O Bloco de Esquerda lembra que este plano fazia parte das suas propostas eleitorais, mas afirma que “deveria ter sido elaborado com as pessoas, onde os moradores, comerciantes e associações participassem no diagnóstico e na procura de soluções para os problemas identificados”.

Para o Bloco de Esquerda, “as propostas para a rede de transportes urbanos são tímidas”. “A coesão territorial consegue-se com a gestão pública do serviço de transportes em todo o território do concelho, de forma a identificar as necessidades das várias freguesias, a redefinir as carreiras atuais e criar novas carreiras”, refere o comunicado.

O Bloco de Esquerda considera ainda “importante o reconhecimento que este trabalho faz a várias propostas já apresentadas pelo Bloco de Esquerda”, nomeadamente “a construção de parques de estacionamento de periferia, a criação de novas centralidades urbanas em “freguesias âncora”, a oferta pública de bicicletas e carros elétricos de aluguer, a ligação às cidades do quadrilátero através de metro de superfície, a promoção de acessibilidade inclusiva, o aumento da área pedonal e a promoção de programas de reabilitação que promovam a habitação no centro da cidade”.

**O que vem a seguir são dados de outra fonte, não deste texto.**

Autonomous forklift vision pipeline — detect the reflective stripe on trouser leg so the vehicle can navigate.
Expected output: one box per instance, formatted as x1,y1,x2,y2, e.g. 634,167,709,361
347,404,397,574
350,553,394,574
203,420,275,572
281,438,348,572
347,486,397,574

“Este documento, que identifica problemas da histórica governação socialista, como ‘deficiências nas políticas de ordenamento do território e a ausência de planeamento na gestão da mobilidade’, deve permitir a definição de políticas autárquicas com uma perspetiva integrada do município, para uma política de ordenamento territorial coerente e um planeamento da mobilidade assente na coesão territorial e na melhoria da qualidade de vida das pessoas”, concluem.